Isekai (異世界, “mundo diferente”) é um gênero no qual um personagem — quase sempre uma pessoa japonesa moderna, frequentemente um jovem — é transportado de sua vida cotidiana para um mundo inteiramente diferente. Esse novo mundo é tipicamente um reino de fantasia com magia, monstros e uma estética medieval-europeia, frequentemente governado por mecânicas parecidas com as de RPG: níveis, telas de status, habilidades especiais e construção de mundo emprestada de videogames.

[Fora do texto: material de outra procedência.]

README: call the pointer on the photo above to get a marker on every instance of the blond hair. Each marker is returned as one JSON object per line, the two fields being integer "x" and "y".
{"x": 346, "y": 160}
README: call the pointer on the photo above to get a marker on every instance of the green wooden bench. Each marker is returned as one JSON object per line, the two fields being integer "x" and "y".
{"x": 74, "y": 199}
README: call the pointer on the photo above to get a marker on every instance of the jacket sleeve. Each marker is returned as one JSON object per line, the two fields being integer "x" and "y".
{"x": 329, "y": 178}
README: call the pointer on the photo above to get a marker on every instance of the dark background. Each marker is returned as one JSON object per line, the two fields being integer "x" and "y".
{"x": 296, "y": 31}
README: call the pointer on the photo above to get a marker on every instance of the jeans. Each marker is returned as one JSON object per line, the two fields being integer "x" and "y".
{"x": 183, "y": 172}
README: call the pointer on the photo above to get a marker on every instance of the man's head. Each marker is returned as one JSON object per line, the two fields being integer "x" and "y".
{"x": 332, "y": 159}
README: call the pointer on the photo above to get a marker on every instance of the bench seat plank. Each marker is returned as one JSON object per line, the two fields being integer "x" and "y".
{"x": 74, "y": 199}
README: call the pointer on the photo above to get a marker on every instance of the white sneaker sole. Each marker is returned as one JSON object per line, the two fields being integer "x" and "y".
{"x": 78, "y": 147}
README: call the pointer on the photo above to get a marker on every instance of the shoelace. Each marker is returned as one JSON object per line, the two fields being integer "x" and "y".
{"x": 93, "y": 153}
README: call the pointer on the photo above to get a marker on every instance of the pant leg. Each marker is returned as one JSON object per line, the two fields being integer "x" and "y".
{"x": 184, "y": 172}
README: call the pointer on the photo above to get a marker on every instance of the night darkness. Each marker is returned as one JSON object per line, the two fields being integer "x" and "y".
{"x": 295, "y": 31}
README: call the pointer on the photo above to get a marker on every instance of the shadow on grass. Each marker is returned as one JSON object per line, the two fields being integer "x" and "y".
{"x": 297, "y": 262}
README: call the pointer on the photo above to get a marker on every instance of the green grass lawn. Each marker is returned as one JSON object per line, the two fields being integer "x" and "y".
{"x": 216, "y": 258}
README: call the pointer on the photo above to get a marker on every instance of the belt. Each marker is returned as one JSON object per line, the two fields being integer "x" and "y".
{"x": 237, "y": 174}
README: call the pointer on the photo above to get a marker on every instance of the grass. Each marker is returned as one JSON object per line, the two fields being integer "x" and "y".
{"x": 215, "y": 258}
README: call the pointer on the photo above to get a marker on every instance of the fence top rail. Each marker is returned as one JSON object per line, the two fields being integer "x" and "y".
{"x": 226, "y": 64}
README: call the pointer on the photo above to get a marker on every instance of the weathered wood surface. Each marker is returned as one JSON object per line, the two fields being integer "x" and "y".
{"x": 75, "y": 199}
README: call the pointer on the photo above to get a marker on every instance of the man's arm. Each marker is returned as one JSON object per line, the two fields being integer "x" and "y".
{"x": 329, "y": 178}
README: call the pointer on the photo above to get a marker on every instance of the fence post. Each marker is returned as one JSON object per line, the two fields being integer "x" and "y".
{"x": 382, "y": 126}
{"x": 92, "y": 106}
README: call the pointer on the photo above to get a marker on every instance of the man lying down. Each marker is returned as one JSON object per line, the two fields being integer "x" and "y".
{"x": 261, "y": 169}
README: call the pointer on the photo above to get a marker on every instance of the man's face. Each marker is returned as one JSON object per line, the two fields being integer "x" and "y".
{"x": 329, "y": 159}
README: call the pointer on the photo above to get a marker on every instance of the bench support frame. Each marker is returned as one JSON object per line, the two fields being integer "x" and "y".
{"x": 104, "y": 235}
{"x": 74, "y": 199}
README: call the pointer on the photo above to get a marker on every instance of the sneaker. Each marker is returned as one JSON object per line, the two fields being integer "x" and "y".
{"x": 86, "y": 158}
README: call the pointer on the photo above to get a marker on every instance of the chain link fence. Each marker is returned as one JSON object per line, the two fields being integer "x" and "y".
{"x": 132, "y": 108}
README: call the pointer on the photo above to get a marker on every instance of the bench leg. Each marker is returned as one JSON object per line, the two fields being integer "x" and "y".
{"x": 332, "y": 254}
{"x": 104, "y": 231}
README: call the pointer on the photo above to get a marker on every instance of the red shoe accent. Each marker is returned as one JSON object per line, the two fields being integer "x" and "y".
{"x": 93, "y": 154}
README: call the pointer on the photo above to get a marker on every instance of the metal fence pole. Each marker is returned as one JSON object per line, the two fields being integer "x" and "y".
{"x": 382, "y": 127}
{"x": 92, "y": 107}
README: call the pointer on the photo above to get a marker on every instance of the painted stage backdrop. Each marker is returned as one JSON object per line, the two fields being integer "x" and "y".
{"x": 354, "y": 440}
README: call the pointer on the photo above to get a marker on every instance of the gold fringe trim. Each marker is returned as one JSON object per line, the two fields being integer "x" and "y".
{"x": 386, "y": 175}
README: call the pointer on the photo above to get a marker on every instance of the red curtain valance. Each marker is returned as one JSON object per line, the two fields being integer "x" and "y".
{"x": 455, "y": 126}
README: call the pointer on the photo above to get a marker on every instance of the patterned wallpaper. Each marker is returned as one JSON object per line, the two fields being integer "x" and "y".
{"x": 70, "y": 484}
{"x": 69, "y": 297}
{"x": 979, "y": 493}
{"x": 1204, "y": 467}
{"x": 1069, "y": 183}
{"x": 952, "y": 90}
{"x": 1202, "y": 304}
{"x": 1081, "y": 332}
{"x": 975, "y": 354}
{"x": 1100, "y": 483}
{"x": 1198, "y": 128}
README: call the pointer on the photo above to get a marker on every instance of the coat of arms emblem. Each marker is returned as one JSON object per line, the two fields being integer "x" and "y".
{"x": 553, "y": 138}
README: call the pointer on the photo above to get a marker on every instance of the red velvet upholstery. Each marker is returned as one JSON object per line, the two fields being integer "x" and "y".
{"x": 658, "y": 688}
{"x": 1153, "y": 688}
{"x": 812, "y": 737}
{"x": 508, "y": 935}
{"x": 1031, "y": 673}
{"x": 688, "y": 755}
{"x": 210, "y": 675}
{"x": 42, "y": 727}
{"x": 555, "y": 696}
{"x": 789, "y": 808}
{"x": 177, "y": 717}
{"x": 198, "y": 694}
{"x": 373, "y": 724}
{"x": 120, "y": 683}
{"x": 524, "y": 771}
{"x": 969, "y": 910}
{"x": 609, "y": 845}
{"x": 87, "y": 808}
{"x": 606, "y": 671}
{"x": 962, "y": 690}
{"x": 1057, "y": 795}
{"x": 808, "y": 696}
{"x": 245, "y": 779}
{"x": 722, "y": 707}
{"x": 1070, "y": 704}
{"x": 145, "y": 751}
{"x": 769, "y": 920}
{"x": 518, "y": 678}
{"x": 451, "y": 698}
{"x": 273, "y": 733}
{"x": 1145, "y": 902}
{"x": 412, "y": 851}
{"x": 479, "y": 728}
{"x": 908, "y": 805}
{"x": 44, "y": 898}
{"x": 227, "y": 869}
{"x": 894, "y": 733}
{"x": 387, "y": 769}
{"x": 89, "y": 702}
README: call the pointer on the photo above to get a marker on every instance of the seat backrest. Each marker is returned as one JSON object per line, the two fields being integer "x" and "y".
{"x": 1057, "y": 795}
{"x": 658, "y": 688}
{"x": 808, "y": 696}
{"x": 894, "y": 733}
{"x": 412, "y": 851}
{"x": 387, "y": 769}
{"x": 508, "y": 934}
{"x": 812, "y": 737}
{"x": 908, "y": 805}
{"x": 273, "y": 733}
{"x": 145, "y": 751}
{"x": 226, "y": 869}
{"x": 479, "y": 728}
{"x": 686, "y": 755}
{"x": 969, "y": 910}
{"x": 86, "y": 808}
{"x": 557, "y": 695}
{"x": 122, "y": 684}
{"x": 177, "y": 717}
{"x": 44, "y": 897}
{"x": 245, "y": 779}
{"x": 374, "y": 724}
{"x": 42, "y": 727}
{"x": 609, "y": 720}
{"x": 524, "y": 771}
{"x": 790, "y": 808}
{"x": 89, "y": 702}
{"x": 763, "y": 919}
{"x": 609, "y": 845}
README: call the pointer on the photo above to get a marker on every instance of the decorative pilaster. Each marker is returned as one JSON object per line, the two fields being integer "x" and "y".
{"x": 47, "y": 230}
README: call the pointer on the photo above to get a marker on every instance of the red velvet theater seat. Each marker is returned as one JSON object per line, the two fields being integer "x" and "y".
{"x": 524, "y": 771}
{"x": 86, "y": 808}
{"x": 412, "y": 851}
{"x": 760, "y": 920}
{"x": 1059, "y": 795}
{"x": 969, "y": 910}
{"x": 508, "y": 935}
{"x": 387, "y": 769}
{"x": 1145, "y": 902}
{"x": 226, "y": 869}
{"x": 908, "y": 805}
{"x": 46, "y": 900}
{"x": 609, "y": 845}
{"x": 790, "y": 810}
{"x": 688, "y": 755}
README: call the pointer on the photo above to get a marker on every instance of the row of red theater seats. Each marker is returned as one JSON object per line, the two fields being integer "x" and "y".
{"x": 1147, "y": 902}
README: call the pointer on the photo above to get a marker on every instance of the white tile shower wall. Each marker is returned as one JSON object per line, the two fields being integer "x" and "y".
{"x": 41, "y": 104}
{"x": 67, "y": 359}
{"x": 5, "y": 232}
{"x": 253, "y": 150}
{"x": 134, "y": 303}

Arquétipos Narrativos Principais
O gênero isekai desenvolveu um conjunto de estruturas narrativas reconhecíveis:
Truck-kun / Isekai da Morte
O protagonista morre (classicamente, atropelado por um caminhão) e acorda em um novo mundo. Às vezes ele mantém memórias da vida anterior; às vezes lhe é dada uma habilidade especial como compensação.
Invocação
O protagonista é convocado para um mundo de fantasia por seus habitantes que precisam de um herói. Essa estrutura — usada em isekai mais antigos como The Twelve Kingdoms — continua popular.
Mundo de Jogo
O protagonista fica preso dentro de um videogame ou ambiente de realidade virtual (Sword Art Online, .hack//Sign), mesclando isekai com a cultura dos games.
Reencarnação
O protagonista renasce como uma criança — ou como uma criatura não humana — em um novo mundo, mantendo memórias da vida anterior. Esse subtipo domina o isekai moderno, com títulos como Mushoku Tensei, That Time I Got Reincarnated as a Slime e I Was Reincarnated as a Villainess.
Regressão
Uma variante em que o protagonista morre e acorda em um ponto anterior da linha do tempo de sua própria história, permitindo que use o conhecimento prévio para mudar desfechos.
A Fundação das Web Novels
A explosão do isekai é inseparável do surgimento das plataformas de web novels, particularmente Shōsetsuka ni Narō (“Vamos nos tornar romancistas”), lançada em 2004. A plataforma permitia que qualquer pessoa serializasse ficção gratuitamente, com rankings de leitores determinando a popularidade. O isekai, com seu apelo de realização de desejos e estrutura direta de fantasia de poder, dominou os rankings. As editoras então adaptaram os web novels mais populares em light novels, depois em mangá e em anime — criando um pipeline multiplataforma que saturou o mercado.
Crítica e Autoconsciência
Por volta da metade da década de 2010, o isekai ficou tão formulaico que surgiu um meta-gênero de “isekai subversivo”. KonoSuba satiriza as convenções do gênero para fins cômicos. Re:Zero submete seu protagonista a consequências brutais que o isekai padrão evitaria. Overlord conta a história do ponto de vista do que normalmente seria o chefe final.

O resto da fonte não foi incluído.